Prior studies showed a relationship between serum cortisol, catecholamine levels and severity of injury. Patients with severe injuries were more likely to develop SIH [5, 28,29,30]. Consistent with these observations, hyperglycemia patients in our cohort had a higher injury severity as compared to normoglycemic patients.

In our study, the overall complications were higher in both types of hyperglycemia compared to normoglycemia groups, but the difference did not reach statistical significance. A prior study reported that initial hyperglycemia in trauma patients correlated with serum lactate and ISS and was associated with higher mortality; however, the rate of infection was not significantly higher [31]. The mortality in the present study cohort is 4.8% which is consistent with the overall in-hospital mortality among trauma patients in Qatar (4.3%) between 2010 and 2018. [32]

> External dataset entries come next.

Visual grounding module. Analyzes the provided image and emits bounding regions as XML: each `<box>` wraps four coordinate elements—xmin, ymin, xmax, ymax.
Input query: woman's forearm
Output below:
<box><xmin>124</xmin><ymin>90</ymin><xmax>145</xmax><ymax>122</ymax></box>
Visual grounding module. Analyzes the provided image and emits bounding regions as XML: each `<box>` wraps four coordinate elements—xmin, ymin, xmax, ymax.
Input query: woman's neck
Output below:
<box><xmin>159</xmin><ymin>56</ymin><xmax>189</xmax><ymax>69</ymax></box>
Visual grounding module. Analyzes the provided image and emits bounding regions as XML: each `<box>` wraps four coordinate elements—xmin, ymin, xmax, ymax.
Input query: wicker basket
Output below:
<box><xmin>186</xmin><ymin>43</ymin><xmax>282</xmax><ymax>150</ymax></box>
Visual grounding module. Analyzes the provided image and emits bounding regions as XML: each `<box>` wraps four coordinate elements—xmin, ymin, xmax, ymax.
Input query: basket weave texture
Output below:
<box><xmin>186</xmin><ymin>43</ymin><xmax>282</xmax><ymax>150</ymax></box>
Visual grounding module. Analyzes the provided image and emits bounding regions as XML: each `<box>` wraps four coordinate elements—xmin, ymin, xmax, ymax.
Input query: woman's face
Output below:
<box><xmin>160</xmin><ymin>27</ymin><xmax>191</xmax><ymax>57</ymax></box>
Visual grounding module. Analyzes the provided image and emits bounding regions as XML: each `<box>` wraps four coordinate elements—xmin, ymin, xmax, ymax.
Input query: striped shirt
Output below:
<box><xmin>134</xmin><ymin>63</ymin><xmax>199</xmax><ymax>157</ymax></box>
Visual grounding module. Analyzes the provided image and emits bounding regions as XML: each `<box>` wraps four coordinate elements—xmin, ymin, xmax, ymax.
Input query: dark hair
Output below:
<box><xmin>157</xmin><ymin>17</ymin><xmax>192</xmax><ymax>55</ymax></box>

In our patients, the increase in hs-CRP was detected after 24 h of trauma and reached its peak value at 48 h. Giannoudis et al. [33] reported that serum CRP levels were within the normal range on the initial presentation which then gradually increased and reached the peak value on the third day post-trauma. The authors also found an association between ISS and IL-6 levels but such association was not observed with CRP. Consistent with our study, earlier studies reported a significant correlation between higher ISS and IL-6 level on the initial presentation [34,35,36]. We also observed a higher level of IL-18 in DH in comparison with the other groups including SIH (but statistically non-significant); a finding that needs further explanation [37]. Our study performed serial measurements of blood glucose and cytokines to understand the complex relationship between hyperglycemia and inflammatory response in trauma. These findings indicated that immunoneuroendocrine alterations might be involved in the pathophysiology of trauma patients [14, 15, 20].

Limitations

The first limitation is that patients with DH may have also some degree of stress response which was underestimated. Second, we could not measure the levels of stress response hormones or catecholamines. Third, selection bias cannot be ignored along the study period. The impact of hyperglycemia in female patients was not well studied as 98% of the study subjects were males. This figure reflects the gender discrepancy in trauma patients in Qatar as 90% of all trauma admissions in previous reports were males [38, 39]. Furthermore, based on the Qatar’s mid-year population estimates (2014–2017), females make up almost a quarter of the total country population [40]. In the emergency department, we were using sliding scale insulin for patients with hyperglycemia; however, we did not measure the effect of exogenous insulin on the cytokine’s levels. Apart from the significant difference in age, we could not explain the mortality rate in the normoglycemic diabetic group which was relatively similar to that of the SIH. Finally, the HbA1c level might not be accurate in patients who necessitate early blood transfusion as transfusion may alter the HbA1c reading [41, 42]. Of note, HbA1c value was reported as % according to the Diabetes Control and Complications Trial units as we are not using the mmols/mol values (International Federation of Clinical Chemistry units) in our laboratory.

Conclusion

Patients with on-admission hyperglycemia have more severe injury and worse hospital outcome compared to normoglycemia patients. The initial blood glucose correlates with serum IL-6 which indicates a potential role of the systemic inflammatory response in the disease pathogenesis among severely injured patients. On-admission glucose level could be a useful marker of injury severity, triage and risk assessment in trauma patients. These observations warrant further evaluation in larger multicenter studies.